Besides the recently cancelled Lodge 49, continuing series like Russian Doll, Atlanta, and Claws all portray worlds in which community serves as an antidote to precarity.
In short, they are essential viewing for the COVID era. These shows may come from the Before Times, but they are about the End Times. None of them, of course, concerns a global pandemic. But all of them argue for the kinds of cooperative, communitarian arrangements that, it’s clear, will be necessary for surviving the now-and-future crisis.

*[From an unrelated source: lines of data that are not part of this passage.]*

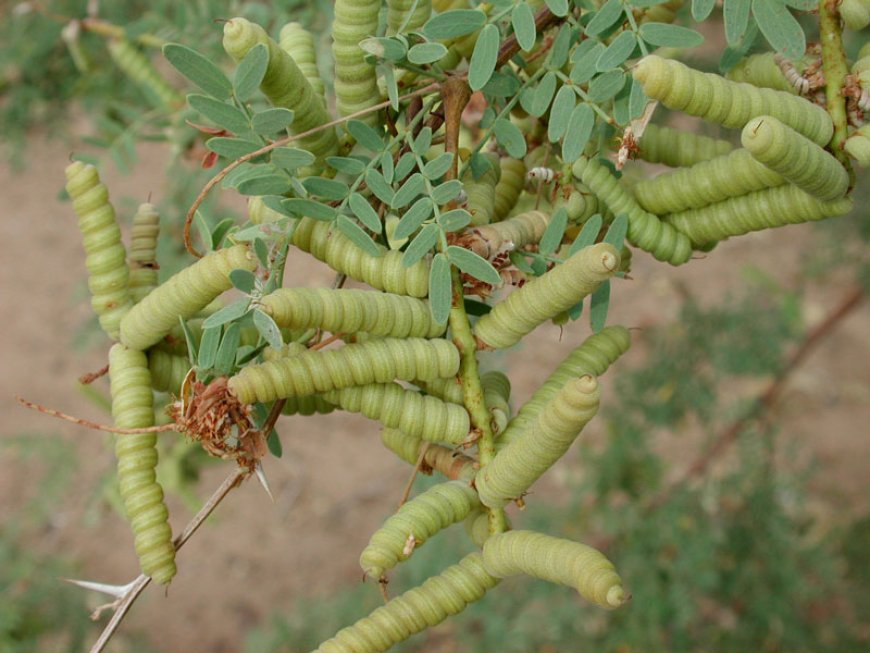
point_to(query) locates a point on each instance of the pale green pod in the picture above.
(764, 209)
(419, 518)
(385, 272)
(795, 157)
(728, 103)
(423, 416)
(425, 606)
(183, 296)
(645, 230)
(678, 149)
(351, 311)
(376, 361)
(133, 407)
(108, 274)
(546, 296)
(557, 560)
(708, 182)
(524, 460)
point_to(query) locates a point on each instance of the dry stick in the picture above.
(141, 582)
(188, 222)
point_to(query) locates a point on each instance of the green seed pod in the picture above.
(546, 296)
(377, 361)
(774, 207)
(417, 609)
(183, 296)
(678, 149)
(108, 275)
(423, 416)
(525, 459)
(351, 311)
(386, 272)
(285, 86)
(356, 84)
(645, 230)
(732, 175)
(796, 158)
(557, 560)
(133, 407)
(143, 251)
(731, 104)
(415, 522)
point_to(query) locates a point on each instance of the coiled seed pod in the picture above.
(143, 251)
(522, 462)
(546, 296)
(108, 275)
(376, 361)
(182, 296)
(765, 209)
(557, 560)
(351, 311)
(133, 407)
(796, 158)
(731, 104)
(385, 272)
(421, 518)
(417, 609)
(645, 230)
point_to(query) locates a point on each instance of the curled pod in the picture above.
(557, 560)
(707, 182)
(546, 296)
(728, 103)
(415, 522)
(678, 149)
(376, 361)
(385, 272)
(764, 209)
(351, 311)
(285, 86)
(143, 251)
(141, 71)
(645, 230)
(106, 261)
(419, 608)
(795, 157)
(133, 407)
(182, 296)
(524, 460)
(418, 415)
(594, 356)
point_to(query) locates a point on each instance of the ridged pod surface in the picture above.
(143, 251)
(423, 516)
(728, 103)
(708, 182)
(795, 157)
(376, 361)
(356, 84)
(423, 416)
(765, 209)
(557, 560)
(546, 296)
(678, 149)
(351, 311)
(285, 86)
(517, 466)
(182, 296)
(106, 261)
(386, 272)
(133, 407)
(645, 230)
(428, 605)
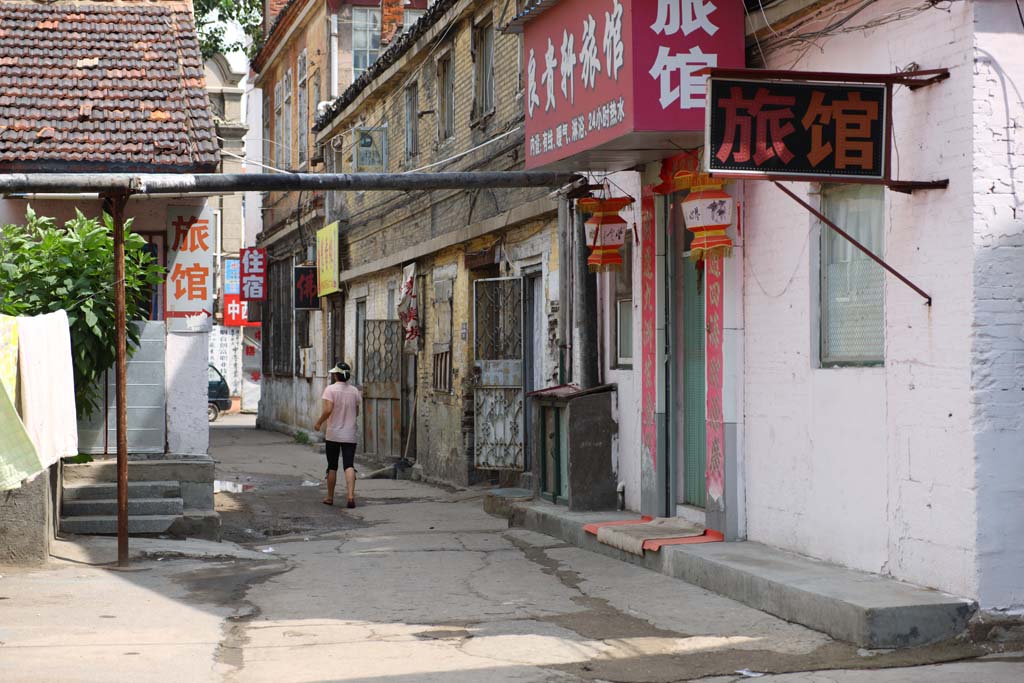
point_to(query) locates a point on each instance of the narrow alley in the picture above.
(417, 584)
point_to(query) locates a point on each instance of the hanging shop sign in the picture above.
(601, 76)
(327, 260)
(189, 268)
(370, 150)
(305, 288)
(253, 273)
(605, 231)
(798, 129)
(237, 312)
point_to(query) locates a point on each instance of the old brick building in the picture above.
(444, 96)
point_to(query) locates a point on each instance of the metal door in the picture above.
(145, 396)
(382, 388)
(498, 398)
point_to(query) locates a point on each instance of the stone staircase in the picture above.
(92, 508)
(173, 497)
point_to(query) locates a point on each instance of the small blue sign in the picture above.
(232, 276)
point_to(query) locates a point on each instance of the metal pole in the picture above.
(214, 183)
(117, 204)
(846, 236)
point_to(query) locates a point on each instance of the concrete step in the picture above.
(866, 609)
(105, 471)
(105, 491)
(100, 524)
(136, 507)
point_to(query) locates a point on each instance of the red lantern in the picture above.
(605, 231)
(708, 211)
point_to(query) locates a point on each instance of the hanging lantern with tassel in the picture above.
(708, 211)
(605, 231)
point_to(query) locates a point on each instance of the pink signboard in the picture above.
(597, 71)
(715, 427)
(648, 323)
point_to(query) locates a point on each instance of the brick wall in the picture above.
(872, 468)
(997, 363)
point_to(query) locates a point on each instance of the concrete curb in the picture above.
(866, 609)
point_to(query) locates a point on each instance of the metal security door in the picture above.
(382, 388)
(498, 398)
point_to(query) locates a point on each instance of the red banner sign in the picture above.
(237, 312)
(600, 70)
(253, 274)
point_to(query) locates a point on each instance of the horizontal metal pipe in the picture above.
(167, 183)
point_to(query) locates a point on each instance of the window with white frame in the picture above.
(412, 121)
(303, 119)
(411, 16)
(445, 97)
(366, 39)
(852, 285)
(622, 290)
(279, 124)
(483, 68)
(289, 130)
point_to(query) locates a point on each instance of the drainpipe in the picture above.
(584, 307)
(564, 227)
(334, 56)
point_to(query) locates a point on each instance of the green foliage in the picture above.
(212, 17)
(44, 268)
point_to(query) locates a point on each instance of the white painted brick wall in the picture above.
(997, 363)
(872, 468)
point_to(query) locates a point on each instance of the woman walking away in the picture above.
(341, 408)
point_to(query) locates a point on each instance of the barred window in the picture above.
(852, 285)
(442, 336)
(282, 342)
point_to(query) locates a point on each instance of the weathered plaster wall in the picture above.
(872, 468)
(997, 363)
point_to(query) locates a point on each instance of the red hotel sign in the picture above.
(599, 70)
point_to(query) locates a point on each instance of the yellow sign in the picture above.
(327, 260)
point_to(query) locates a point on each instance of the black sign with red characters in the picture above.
(305, 288)
(782, 128)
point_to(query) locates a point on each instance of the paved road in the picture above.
(417, 584)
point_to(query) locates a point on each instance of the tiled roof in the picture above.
(112, 87)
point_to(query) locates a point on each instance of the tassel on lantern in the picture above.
(605, 231)
(708, 211)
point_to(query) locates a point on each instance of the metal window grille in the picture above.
(445, 97)
(282, 311)
(852, 286)
(289, 129)
(412, 121)
(366, 39)
(304, 123)
(483, 101)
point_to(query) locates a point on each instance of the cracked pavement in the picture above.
(417, 584)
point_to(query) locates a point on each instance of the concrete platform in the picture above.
(866, 609)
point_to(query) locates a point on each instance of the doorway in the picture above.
(687, 385)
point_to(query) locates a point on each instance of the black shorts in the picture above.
(347, 452)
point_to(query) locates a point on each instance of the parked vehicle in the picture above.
(218, 394)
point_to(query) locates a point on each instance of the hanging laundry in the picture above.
(47, 385)
(18, 460)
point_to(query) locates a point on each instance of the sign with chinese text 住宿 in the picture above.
(305, 288)
(600, 74)
(237, 311)
(189, 268)
(785, 128)
(253, 273)
(327, 260)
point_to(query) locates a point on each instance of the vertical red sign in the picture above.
(648, 323)
(253, 274)
(714, 359)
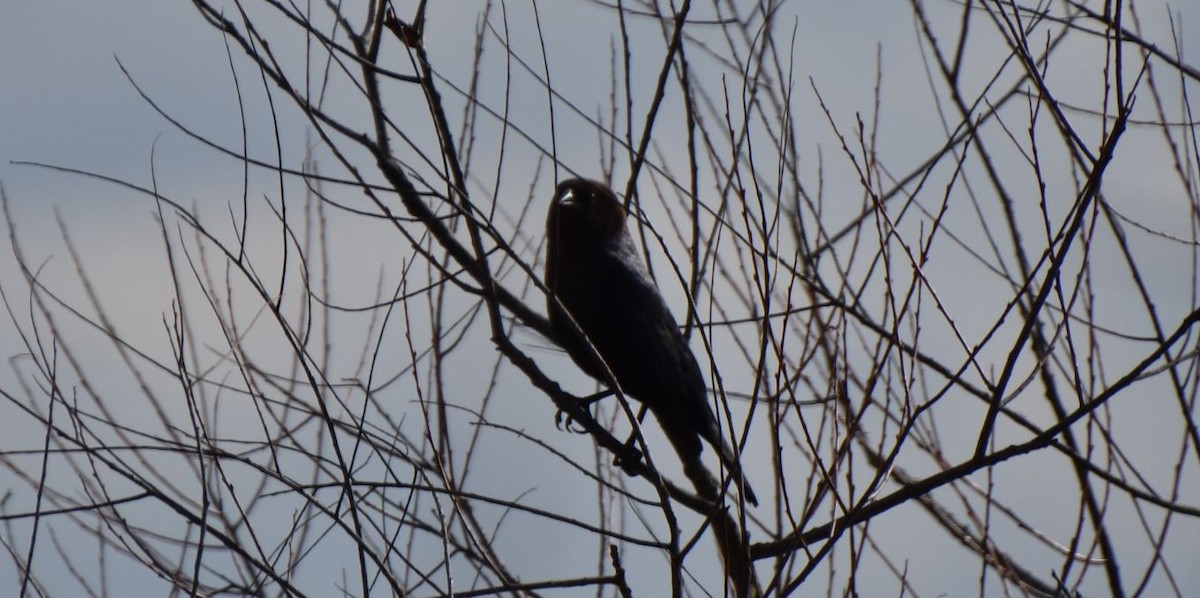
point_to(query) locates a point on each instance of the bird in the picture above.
(609, 315)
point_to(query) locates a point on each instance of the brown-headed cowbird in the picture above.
(610, 317)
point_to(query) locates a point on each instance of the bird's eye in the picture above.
(570, 199)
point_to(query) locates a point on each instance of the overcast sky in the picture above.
(66, 102)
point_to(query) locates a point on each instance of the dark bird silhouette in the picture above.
(610, 317)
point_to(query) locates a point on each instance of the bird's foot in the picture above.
(629, 458)
(563, 419)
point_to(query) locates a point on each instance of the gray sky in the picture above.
(66, 102)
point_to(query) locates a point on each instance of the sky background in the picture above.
(66, 102)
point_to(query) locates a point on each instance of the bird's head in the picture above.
(585, 211)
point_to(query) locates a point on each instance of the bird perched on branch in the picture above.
(610, 317)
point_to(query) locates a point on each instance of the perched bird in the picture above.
(610, 317)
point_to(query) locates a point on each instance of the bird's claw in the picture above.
(629, 458)
(565, 422)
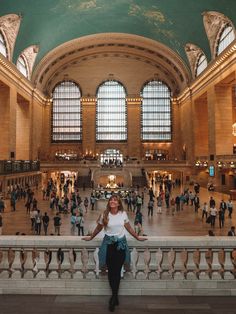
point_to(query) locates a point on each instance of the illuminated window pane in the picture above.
(201, 64)
(3, 47)
(111, 115)
(66, 113)
(21, 66)
(226, 38)
(156, 112)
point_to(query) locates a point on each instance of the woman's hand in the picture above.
(141, 238)
(87, 238)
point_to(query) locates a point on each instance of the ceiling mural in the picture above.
(174, 23)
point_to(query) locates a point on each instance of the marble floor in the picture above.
(183, 223)
(24, 304)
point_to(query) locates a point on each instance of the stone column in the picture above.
(223, 120)
(12, 121)
(5, 119)
(134, 127)
(89, 125)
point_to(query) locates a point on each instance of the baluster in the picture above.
(159, 258)
(15, 267)
(196, 260)
(28, 264)
(78, 265)
(4, 265)
(221, 260)
(180, 265)
(165, 265)
(204, 267)
(41, 263)
(184, 260)
(72, 259)
(215, 266)
(60, 260)
(134, 261)
(65, 266)
(171, 260)
(84, 259)
(190, 265)
(53, 266)
(229, 267)
(209, 259)
(96, 261)
(91, 265)
(147, 259)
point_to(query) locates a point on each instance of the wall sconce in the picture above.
(234, 129)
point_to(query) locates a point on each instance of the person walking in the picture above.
(57, 223)
(114, 251)
(80, 224)
(1, 224)
(45, 223)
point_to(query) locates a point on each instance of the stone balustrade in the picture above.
(159, 266)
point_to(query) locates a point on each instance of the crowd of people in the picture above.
(64, 199)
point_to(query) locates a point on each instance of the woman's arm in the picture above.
(98, 228)
(133, 233)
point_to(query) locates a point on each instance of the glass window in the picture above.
(111, 112)
(21, 66)
(66, 113)
(201, 64)
(226, 38)
(3, 46)
(156, 112)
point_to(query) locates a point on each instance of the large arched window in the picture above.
(21, 66)
(226, 37)
(156, 112)
(3, 46)
(201, 64)
(66, 113)
(111, 117)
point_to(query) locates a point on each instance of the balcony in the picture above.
(160, 266)
(18, 166)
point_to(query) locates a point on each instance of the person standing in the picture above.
(57, 223)
(204, 210)
(230, 208)
(80, 224)
(1, 224)
(2, 205)
(232, 232)
(114, 251)
(45, 223)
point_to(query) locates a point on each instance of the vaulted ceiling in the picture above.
(49, 23)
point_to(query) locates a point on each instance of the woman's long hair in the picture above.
(107, 210)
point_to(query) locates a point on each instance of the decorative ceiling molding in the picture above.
(213, 22)
(131, 45)
(9, 25)
(164, 74)
(193, 53)
(30, 54)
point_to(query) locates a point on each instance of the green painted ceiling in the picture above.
(174, 23)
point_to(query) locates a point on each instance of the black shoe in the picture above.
(112, 303)
(116, 300)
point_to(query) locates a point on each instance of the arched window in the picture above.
(21, 66)
(111, 117)
(201, 64)
(226, 37)
(156, 112)
(66, 113)
(3, 46)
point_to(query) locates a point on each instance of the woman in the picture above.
(114, 251)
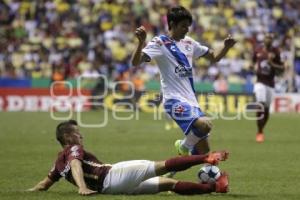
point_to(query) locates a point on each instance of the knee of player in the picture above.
(206, 126)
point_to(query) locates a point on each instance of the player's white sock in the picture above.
(190, 140)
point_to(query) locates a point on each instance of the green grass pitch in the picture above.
(257, 171)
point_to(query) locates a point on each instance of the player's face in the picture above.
(268, 40)
(182, 28)
(75, 137)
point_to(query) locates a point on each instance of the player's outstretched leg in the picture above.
(222, 183)
(190, 188)
(184, 162)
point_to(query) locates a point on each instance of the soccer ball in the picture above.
(209, 174)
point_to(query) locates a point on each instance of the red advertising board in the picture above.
(40, 99)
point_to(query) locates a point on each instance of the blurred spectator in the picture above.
(98, 34)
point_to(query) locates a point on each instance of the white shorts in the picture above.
(263, 93)
(131, 177)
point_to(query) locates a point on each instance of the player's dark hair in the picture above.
(178, 14)
(64, 128)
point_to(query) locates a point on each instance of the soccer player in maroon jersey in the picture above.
(267, 64)
(90, 175)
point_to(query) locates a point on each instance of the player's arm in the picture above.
(44, 185)
(214, 57)
(77, 173)
(138, 56)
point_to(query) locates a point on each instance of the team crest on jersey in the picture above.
(183, 71)
(188, 48)
(178, 109)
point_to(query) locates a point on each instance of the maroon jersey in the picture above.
(94, 170)
(265, 73)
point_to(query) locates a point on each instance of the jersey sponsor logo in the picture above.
(157, 41)
(74, 151)
(183, 71)
(152, 46)
(265, 68)
(93, 164)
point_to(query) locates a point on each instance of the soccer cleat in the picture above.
(222, 184)
(181, 150)
(216, 156)
(260, 137)
(167, 127)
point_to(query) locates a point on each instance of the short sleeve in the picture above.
(75, 152)
(54, 174)
(153, 48)
(199, 50)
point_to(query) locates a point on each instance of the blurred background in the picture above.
(45, 41)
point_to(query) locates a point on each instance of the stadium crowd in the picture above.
(62, 39)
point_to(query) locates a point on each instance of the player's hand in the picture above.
(271, 56)
(86, 191)
(229, 42)
(141, 34)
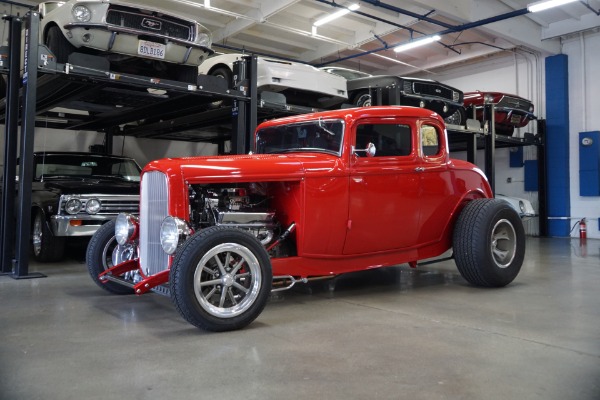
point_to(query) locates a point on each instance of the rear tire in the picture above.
(225, 73)
(45, 246)
(362, 99)
(59, 45)
(489, 243)
(221, 279)
(459, 117)
(186, 73)
(99, 257)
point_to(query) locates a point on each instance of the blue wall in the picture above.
(557, 144)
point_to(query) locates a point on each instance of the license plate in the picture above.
(151, 49)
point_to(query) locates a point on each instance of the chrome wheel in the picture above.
(503, 243)
(364, 100)
(227, 280)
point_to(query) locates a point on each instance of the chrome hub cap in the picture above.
(227, 280)
(503, 243)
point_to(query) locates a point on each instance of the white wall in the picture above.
(523, 74)
(584, 85)
(519, 73)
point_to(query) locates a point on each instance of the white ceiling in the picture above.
(284, 28)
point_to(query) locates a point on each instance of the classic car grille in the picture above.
(110, 205)
(433, 90)
(131, 18)
(514, 103)
(153, 209)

In the finale of Lodge 49 (AMC, 2018-19), long-time lodge member Ernie is crowned Sovereign Protector of the fraternal Order of the Lynx’s Long Beach outpost. The ceremony ends with Ernie, in full regalia, lifted aloft for some celebratory crowd-surfing. It’s a cathartic moment for the series characters, whose wanderings have ended with this de facto reunion. But it’s equally moving for viewers, who may recognize in the sequence’s soundtrack—The Fairport Convention’s cover of Dylan’s “I’ll Keep It with Mine”—an echo of the series philosophy: “You may search at any cost/ But for how long can you/ search for what’s not lost?” Sandy Denny sings, summing up the psychedelic quandary at the heart of the show before offering an answer: “Everybody will help you/ some people are very kind.”